ABN Amro settles Dutch money laundering case for €480 million

AMSTERDAM - ABN Amro has reached a settlement agreement of 480 million euros with the Dutch prosecutor’s office (OM) in connection with a length investigation into money laundering. A criminal investigation is ongoing into three former members of the bank’s board of directors.

The OM alleged on Monday that the investigation has shown that ABN Amro violated the Anti-Money Laundering and Terrorist Financing Prevention Act (WWFT) for many years and “on a structural basis”. According to the OM, the bank failed to intervene against money laundering, and it did not take sufficient actions against people who may have benefited from certain criminal activities.

“Because ABN AMRO fell seriously short of compliance with the AML/CTF Act, various clients engaged in criminal activities were able to abuse bank accounts and services of ABN AMRO for a long time,” the OM said.

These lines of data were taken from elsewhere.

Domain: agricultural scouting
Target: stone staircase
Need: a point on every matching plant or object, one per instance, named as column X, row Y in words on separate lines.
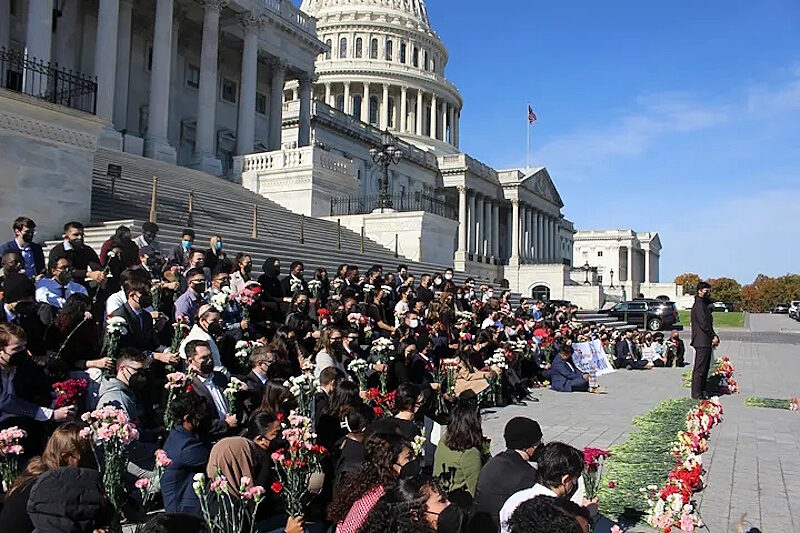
column 225, row 208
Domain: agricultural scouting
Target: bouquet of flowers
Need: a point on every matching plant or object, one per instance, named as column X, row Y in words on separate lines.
column 303, row 387
column 220, row 299
column 116, row 327
column 314, row 288
column 235, row 510
column 10, row 450
column 247, row 298
column 383, row 349
column 70, row 392
column 296, row 463
column 235, row 386
column 111, row 430
column 595, row 467
column 148, row 485
column 176, row 384
column 360, row 368
column 243, row 350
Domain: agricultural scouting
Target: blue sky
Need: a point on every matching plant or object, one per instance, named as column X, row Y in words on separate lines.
column 681, row 117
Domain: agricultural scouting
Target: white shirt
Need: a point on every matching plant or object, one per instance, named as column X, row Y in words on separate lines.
column 217, row 395
column 516, row 499
column 48, row 291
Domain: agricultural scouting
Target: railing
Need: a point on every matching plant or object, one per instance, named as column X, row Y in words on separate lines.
column 47, row 81
column 413, row 201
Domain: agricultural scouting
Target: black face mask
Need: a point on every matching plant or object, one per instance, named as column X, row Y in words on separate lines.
column 410, row 470
column 25, row 308
column 451, row 520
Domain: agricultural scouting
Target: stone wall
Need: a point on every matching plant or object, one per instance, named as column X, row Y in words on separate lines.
column 45, row 163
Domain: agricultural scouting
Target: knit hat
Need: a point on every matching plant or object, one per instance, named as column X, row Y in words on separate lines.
column 16, row 287
column 522, row 432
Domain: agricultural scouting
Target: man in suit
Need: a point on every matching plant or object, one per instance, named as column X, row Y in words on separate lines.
column 506, row 473
column 564, row 377
column 31, row 252
column 704, row 339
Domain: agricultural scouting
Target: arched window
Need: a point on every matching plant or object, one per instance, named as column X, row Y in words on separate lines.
column 373, row 109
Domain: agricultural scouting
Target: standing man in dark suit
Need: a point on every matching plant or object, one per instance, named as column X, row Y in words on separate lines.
column 704, row 339
column 31, row 252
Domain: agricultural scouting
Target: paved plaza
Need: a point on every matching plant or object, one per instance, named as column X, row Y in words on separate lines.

The office alleged that, “ABN AMRO should have observed that certain flows of money through bank accounts held at ABN AMRO possibly originated from crime. The bank failed to act upon this sufficiently.”

"As a bank, we do not merely have a legal, but also a moral duty to do our utmost to protect the financial system against abuse by criminals. Regretfully, I have to acknowledge that in the past we have been insufficiently successful in properly fulfilling our important role as gatekeeper. This is unacceptable and we take full responsibility for this.", the bank’s CEO Robert Swaak said in an official statement on the bank's website.

Through Fiscal Intelligence and Investigation Service (FIOD), OM previously “received concrete signals and indications” about dozens of the bank’s clients which showed the bank may have failed to perform its gatekeeper function.

As a result, an investigation was opened in 2019 when the bank was suspected of not reporting suspicious transactions in time, not carrying out sufficient customer due diligence, and failure to cut ties with suspicious customers in time.

The settlement includes a 300 million euro fine. The bank also surrendered 180 million euros in unlawful gains, the OM said.